Ela é mega-foda e está numa vibe reclusa por querer se dedicar à família, já que virou mãe há pouco tempo. Mas esperamos que volte logo, possivelmente com uma visão diferente do mundo, um pouco como a que pode ser vista (e ouvida) em Guardian, canção de seu disco mais recente, Havoc and Bright Lights (2012), na qual fala a respeito de um “alguém especial que deve ser protegido” (claramente dedicada ao filhote Ever) . E para alguém que já foi Deus no cinema, ela assume o papel de um “mero” anjo no videoclipe de Guardian – mas que tem uma missão bem mais especial desta vez... <3

Jagged Little Pill 20 anos

Futuro

Jagged Little Pill vai ganhar uma edição de luxo, comemorativa, no dia 30 de outubro deste ano. A caixa será composta por quatro discos — o álbum original de 1995 remasterizado; outro ao vivo, feito em Londres no mesmo ano; e a versão acústica da MTV e lançada em 2005 para marcar os dez anos do lançamento do trabalho. Para os fãs de carteirinha, a surpresa está no disco 4, aquele com as demos de canções feitas pela cantora na primeira metade dos anos 1990 que não entraram no álbum original. Isso significa que músicas como Superstar Wonderful Weirdos, No Avalon, King of Intimidation ou Death of Cinderella, conhecidas apenas em versões piratas, finalmente serão lançadas oficialmente.

Uma edição limitada do pacote é fechada não com chave de ouro, mas sim com um um autógrafo DOURADO, que adorna um diário com letras de músicas escolhidas a dedo por Alanis. Presentão, hein?
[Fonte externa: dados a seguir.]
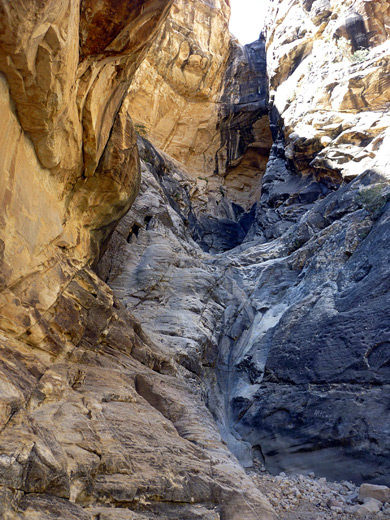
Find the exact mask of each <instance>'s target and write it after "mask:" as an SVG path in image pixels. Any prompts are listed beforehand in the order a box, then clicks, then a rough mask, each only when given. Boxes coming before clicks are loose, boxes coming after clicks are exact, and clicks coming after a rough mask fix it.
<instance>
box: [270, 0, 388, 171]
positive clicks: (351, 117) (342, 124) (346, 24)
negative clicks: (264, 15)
mask: <svg viewBox="0 0 390 520" xmlns="http://www.w3.org/2000/svg"><path fill="white" fill-rule="evenodd" d="M318 15H320V19H318ZM388 18H389V9H388V5H387V2H360V1H358V2H354V4H353V6H348V5H345V3H343V2H338V1H337V0H335V1H332V2H320V1H316V2H298V1H291V2H287V1H280V2H274V3H273V5H272V10H271V13H270V15H269V27H268V33H267V34H268V35H267V59H268V74H269V78H270V89H271V99H272V101H273V105H274V108H275V110H277V112H278V114H279V116H280V118H281V120H282V121H283V132H284V137H285V145H286V157H287V158H288V159H289V160H290V161H291V162H292V163H293V165H294V166H295V168H296V169H297V170H298V171H299V172H301V173H303V174H309V173H311V174H313V175H315V176H316V177H321V178H324V177H331V178H333V179H336V180H337V179H340V178H341V177H343V178H346V179H351V178H354V177H356V175H357V174H359V173H361V172H362V171H364V169H366V168H371V167H374V166H375V167H377V168H379V169H381V170H383V169H386V168H387V165H388V163H389V160H390V159H389V152H388V144H386V143H388V139H389V134H388V127H389V122H388V100H389V88H390V86H389V80H388V78H389V74H388V67H389V59H390V58H389V40H388V34H387V31H388V29H385V27H388Z"/></svg>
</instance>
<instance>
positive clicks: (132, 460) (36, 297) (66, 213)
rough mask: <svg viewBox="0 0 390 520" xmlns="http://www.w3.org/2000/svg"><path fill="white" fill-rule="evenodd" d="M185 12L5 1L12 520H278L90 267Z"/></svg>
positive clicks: (162, 6)
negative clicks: (169, 18)
mask: <svg viewBox="0 0 390 520" xmlns="http://www.w3.org/2000/svg"><path fill="white" fill-rule="evenodd" d="M171 5H172V2H170V1H160V0H145V1H137V2H132V3H131V5H130V4H129V2H125V1H119V2H118V1H116V2H111V1H109V0H103V1H101V2H97V3H96V2H89V1H88V0H85V1H84V0H83V1H82V2H79V1H73V0H71V1H69V2H68V1H64V2H57V1H55V2H54V1H49V0H48V1H45V2H40V3H39V5H36V6H34V9H32V8H31V6H28V7H26V5H25V3H24V2H12V5H11V4H10V3H9V2H6V1H4V2H2V3H0V26H1V31H0V32H1V37H0V43H1V47H0V71H1V79H0V81H1V84H0V88H1V90H0V92H1V96H0V103H1V114H2V117H1V124H2V129H3V132H2V136H3V139H2V141H1V161H2V168H1V175H2V183H1V188H0V190H1V191H0V193H1V200H2V206H1V207H2V214H1V226H2V227H1V241H0V245H1V247H0V252H1V258H0V260H1V300H0V301H1V303H0V309H1V322H0V326H1V332H0V343H1V367H0V370H1V373H2V375H1V378H0V393H1V407H0V516H1V517H2V518H7V519H9V520H10V519H29V520H30V519H33V518H39V519H52V518H53V519H54V518H69V519H71V518H82V519H83V518H85V519H87V518H88V519H96V518H100V519H102V518H107V519H108V518H115V519H117V518H124V519H125V518H128V519H135V518H137V519H138V518H139V519H140V520H141V519H147V518H155V517H156V516H158V517H159V518H162V519H167V520H168V519H169V518H178V517H180V518H184V517H185V518H188V519H192V518H193V519H195V518H205V519H209V520H216V519H219V518H221V519H231V520H233V519H237V520H239V519H241V518H253V519H256V518H259V516H261V517H262V518H270V519H271V518H274V517H275V516H274V514H273V512H272V509H271V507H270V505H269V504H268V503H267V501H266V499H264V498H263V496H262V495H261V493H260V492H259V491H258V490H257V489H256V488H255V487H254V486H253V484H252V483H251V481H250V480H249V479H248V478H247V477H246V475H245V473H244V472H243V471H242V469H241V468H240V466H239V465H238V463H237V460H236V459H235V458H234V457H233V456H232V455H231V454H230V453H229V451H228V450H227V448H226V445H224V443H223V442H222V440H221V438H220V435H219V433H218V431H217V428H216V426H215V423H214V421H213V419H212V416H211V415H210V412H209V411H208V410H207V408H206V406H205V404H204V401H203V399H202V392H201V387H200V384H199V382H198V380H197V378H196V377H194V375H193V374H192V372H191V371H190V370H188V369H186V368H185V367H184V366H183V365H181V364H179V363H177V362H176V361H175V359H174V357H173V356H172V355H168V354H171V353H170V352H169V351H167V349H165V348H163V346H162V345H161V344H158V345H156V344H155V343H154V342H153V341H152V339H151V338H150V337H148V336H147V335H146V334H145V333H144V332H143V329H142V326H141V324H140V323H139V322H138V321H137V320H135V319H134V318H133V317H132V315H130V314H129V312H128V311H127V310H126V309H125V308H124V307H123V306H122V305H121V304H120V302H119V301H118V300H117V299H116V298H115V297H114V295H113V293H112V291H111V289H109V288H108V286H107V285H106V284H105V283H104V282H102V281H101V280H100V279H99V278H98V277H97V276H96V274H95V273H94V272H92V271H91V269H90V265H91V264H92V263H94V262H96V261H97V260H98V257H99V254H100V251H101V250H102V248H104V242H105V240H106V238H107V237H108V236H109V235H110V233H111V232H112V230H113V228H114V227H115V225H116V223H117V221H118V220H119V218H120V217H121V216H122V215H123V214H125V213H126V212H127V210H128V209H129V207H130V206H131V204H132V202H133V200H134V199H135V197H136V195H137V192H138V189H139V184H140V177H139V174H140V165H139V158H138V148H137V145H136V135H135V131H134V129H133V125H132V121H131V118H130V116H129V100H128V99H127V98H126V96H127V92H128V89H129V85H130V83H131V80H132V78H133V76H134V73H135V72H136V69H137V67H138V66H139V64H140V63H141V62H142V61H143V58H144V56H145V55H146V53H147V51H148V48H149V47H150V45H152V44H153V40H154V38H155V37H156V35H157V34H158V33H159V30H160V28H161V27H162V26H163V24H164V22H165V19H166V17H167V15H168V12H169V9H170V7H171ZM226 9H227V8H226ZM226 12H228V10H227V11H226Z"/></svg>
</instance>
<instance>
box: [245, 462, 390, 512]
mask: <svg viewBox="0 0 390 520" xmlns="http://www.w3.org/2000/svg"><path fill="white" fill-rule="evenodd" d="M250 475H251V477H252V479H253V481H254V482H255V484H256V486H257V487H258V488H259V489H260V491H262V492H263V493H264V494H265V495H266V496H267V497H268V499H269V501H270V502H271V504H272V506H273V507H274V509H275V510H276V512H277V514H278V516H279V518H280V520H334V519H337V520H355V519H356V518H365V519H369V520H374V519H379V518H385V519H387V518H390V489H389V488H388V487H386V486H374V485H370V484H362V485H361V486H360V487H359V486H355V485H354V484H353V483H351V482H347V481H342V482H328V481H327V480H326V478H320V477H316V476H315V475H314V474H313V473H310V474H309V475H288V476H287V475H286V474H285V473H280V474H279V475H277V476H274V475H270V474H269V473H268V472H267V471H266V470H265V468H264V467H263V466H261V465H257V466H255V468H254V469H252V470H250Z"/></svg>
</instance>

Além disso, Jagged Little Pill também vai se tornar um musical da Broadway, pelas mãos do experiente compositor Tom Kitt, que já tinha feito a mágica de levar American Idiot, do Green Day, para os palcos. “Estamos na fase embrionária de tudo isso então eu mal tenho o que compartilhar com vocês ainda porque não criamos nada ainda”, afirmou a cantora, em papo com a Billboard. “Mas a história será uma ficção na qual vamos acrescentar algumas músicas, mudar letras, enfim”. Basicamente, para a história poder funcionar. Mais ou menos como aconteceu com American Idiot, que não adaptou literalmente as canções do disco para o teatro mas se manteve, como a própria Alanis afirma, “muito verdadeiro a elas. Eles usaram as faixas lindamente”.

Analisando o disco tanto tempo depois, a cantora afirma que ainda sente como se estivesse naqueles dias iniciais. “O que aconteceu na época é que eu estava passando por uma transição, depois de trabalhar com Leslie Howe. E eu estava cercada de pessoas que estavam mais preocupadas em criar uma imagem ou uma persona, enquanto eu apenas dizia pra mim mesma: não vou parar até escrever um disco que me ajude a expressar de verdade quem eu sou como ser humano”.